Political Lives: Australian prime ministers and their biographers
UNSW Press, $39.99 pb, 327 pp
Risk and reward
We live in an age of leader- and media-centric politics. There is a name and a personality attached to every significant political initiative, and chief among them are prime ministers and premiers. Political junkies will be familiar with the torrent of ‘leader’ profiles generated by the press and well versed in identifying implicit bias. Yet we constitute a ready market for biographies of current (and perhaps rising) stars, and journalists are often first to seize the opportunity to write ‘the first draft of history’. How well do we understand the genre and its effects?
Chris Wallace is a shrewd and experienced political journalist; an accomplished biographer with previous works on Germaine Greer, John Hewson, and Don Bradman; and now an academic. This book draws on her PhD thesis. That breadth of experience is significant: she presents an innovative argument, is diligent about archival research and direct engagement with those about whom she is writing, and her lively and accessible style and gift for telling anecdotes will win a wide readership.

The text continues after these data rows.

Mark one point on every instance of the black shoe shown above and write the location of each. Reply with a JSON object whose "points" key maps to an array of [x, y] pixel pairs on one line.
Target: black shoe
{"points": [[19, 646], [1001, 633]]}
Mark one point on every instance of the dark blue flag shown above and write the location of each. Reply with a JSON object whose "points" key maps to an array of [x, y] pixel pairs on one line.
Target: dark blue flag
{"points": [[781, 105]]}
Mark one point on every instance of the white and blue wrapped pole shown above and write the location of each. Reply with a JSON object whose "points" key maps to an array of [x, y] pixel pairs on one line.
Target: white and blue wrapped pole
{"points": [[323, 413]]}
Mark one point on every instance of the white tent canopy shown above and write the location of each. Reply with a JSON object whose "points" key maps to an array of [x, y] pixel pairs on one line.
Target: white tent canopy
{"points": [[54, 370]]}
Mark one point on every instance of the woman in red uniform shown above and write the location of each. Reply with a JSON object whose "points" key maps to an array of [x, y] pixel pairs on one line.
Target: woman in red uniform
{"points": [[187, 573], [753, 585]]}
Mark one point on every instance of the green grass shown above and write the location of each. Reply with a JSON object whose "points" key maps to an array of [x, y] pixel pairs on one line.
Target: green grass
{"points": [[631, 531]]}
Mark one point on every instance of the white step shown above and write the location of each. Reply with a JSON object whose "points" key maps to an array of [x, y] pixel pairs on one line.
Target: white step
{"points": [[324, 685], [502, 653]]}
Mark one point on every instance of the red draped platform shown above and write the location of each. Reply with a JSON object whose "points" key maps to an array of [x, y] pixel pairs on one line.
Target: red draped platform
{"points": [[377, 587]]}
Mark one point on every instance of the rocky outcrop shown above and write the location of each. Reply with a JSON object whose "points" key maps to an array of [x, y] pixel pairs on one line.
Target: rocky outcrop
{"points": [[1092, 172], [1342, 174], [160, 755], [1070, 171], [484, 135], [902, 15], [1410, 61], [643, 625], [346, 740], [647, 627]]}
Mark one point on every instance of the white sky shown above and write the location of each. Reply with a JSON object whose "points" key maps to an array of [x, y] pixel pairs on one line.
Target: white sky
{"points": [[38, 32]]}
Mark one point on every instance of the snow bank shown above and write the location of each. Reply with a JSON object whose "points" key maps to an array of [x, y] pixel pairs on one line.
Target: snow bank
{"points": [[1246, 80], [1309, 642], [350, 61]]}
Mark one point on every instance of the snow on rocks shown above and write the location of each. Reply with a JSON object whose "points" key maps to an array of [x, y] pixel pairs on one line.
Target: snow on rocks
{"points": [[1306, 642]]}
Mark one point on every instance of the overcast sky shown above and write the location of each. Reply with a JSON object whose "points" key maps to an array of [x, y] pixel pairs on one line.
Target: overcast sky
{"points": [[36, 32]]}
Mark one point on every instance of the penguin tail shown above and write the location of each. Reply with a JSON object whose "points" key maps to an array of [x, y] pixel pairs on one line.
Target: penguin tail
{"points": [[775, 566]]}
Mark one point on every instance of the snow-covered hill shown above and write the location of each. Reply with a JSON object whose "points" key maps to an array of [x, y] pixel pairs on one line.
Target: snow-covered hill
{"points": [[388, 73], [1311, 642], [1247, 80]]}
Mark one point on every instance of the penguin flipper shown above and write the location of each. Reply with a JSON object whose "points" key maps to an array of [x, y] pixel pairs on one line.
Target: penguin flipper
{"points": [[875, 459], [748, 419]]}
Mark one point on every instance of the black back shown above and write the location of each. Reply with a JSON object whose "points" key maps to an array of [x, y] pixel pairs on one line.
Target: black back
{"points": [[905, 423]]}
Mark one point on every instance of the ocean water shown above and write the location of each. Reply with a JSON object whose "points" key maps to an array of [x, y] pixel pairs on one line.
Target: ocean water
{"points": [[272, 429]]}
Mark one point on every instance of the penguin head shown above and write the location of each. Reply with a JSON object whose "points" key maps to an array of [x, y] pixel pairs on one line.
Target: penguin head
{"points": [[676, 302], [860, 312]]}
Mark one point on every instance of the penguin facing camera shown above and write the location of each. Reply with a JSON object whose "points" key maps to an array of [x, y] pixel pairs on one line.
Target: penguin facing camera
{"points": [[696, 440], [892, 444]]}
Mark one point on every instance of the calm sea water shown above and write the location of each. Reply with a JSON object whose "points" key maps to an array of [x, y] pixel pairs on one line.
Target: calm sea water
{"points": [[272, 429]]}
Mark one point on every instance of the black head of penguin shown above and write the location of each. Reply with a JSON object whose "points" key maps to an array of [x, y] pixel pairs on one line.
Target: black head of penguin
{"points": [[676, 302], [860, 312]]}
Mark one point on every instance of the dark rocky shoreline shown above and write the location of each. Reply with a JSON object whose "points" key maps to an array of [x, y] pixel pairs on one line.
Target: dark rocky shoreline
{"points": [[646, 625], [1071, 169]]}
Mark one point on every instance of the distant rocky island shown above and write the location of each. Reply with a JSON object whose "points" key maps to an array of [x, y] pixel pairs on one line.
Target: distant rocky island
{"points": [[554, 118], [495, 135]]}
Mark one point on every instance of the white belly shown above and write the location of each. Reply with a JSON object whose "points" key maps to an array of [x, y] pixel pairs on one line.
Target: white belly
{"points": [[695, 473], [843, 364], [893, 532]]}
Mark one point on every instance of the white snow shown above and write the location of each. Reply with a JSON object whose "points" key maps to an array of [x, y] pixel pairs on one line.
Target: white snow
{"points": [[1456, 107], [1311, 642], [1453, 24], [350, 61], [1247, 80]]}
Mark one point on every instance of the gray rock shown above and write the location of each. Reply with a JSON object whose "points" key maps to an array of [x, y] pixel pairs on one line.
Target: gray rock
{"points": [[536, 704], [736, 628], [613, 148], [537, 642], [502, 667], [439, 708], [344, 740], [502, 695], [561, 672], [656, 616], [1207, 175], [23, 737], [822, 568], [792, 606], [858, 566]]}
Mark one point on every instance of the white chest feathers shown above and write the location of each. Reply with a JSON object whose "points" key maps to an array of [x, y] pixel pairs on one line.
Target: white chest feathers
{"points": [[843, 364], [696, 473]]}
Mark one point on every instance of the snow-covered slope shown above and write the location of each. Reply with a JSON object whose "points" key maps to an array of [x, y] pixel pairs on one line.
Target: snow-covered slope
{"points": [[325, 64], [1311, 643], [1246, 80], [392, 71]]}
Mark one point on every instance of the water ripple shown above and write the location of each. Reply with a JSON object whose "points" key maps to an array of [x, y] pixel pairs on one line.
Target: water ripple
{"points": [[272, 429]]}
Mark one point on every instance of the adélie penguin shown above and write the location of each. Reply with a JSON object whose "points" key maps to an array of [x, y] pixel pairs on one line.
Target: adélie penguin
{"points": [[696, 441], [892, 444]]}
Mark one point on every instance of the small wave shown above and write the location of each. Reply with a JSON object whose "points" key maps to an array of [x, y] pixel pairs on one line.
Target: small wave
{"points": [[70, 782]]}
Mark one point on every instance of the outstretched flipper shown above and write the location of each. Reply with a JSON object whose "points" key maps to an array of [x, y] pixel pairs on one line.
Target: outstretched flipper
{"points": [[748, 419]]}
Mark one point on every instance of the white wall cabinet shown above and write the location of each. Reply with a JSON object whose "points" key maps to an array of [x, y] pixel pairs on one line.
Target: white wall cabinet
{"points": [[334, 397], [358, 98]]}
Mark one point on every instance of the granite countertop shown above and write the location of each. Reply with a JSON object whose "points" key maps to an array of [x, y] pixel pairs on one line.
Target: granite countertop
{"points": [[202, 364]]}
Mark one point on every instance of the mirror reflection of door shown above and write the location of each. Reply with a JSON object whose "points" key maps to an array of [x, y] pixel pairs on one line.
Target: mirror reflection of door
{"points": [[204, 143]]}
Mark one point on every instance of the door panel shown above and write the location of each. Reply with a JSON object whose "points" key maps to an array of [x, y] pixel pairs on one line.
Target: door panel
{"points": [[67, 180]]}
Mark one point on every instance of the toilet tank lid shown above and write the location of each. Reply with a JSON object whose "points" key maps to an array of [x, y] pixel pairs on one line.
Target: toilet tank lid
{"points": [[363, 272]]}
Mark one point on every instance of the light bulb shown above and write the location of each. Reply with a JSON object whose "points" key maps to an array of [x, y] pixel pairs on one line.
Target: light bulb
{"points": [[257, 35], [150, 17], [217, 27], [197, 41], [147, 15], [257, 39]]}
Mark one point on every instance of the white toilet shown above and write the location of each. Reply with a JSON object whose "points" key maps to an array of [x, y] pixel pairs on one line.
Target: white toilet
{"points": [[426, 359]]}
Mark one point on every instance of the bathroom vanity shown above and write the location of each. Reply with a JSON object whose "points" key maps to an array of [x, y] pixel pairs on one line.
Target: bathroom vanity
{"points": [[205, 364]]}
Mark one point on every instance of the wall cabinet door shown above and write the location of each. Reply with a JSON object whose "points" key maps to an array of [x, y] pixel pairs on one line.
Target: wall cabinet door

Her argument is that contemporary political biography – that is, work published while its subject is still active – can constitute a political intervention that might make or break a politician. She was driven to this realisation by reflecting on the potentially adverse influence of a biography of Julia Gillard she was near to completing while Gillard was still prime minister. It was never intended as an attack biography, yet Wallace became convinced that her analysis of Gillard’s gifts and all too human flaws would be filleted by opponents looking for negatives to amplify their already fierce denigration of Gillard. So, she abandoned the project, and returned her publishing advance.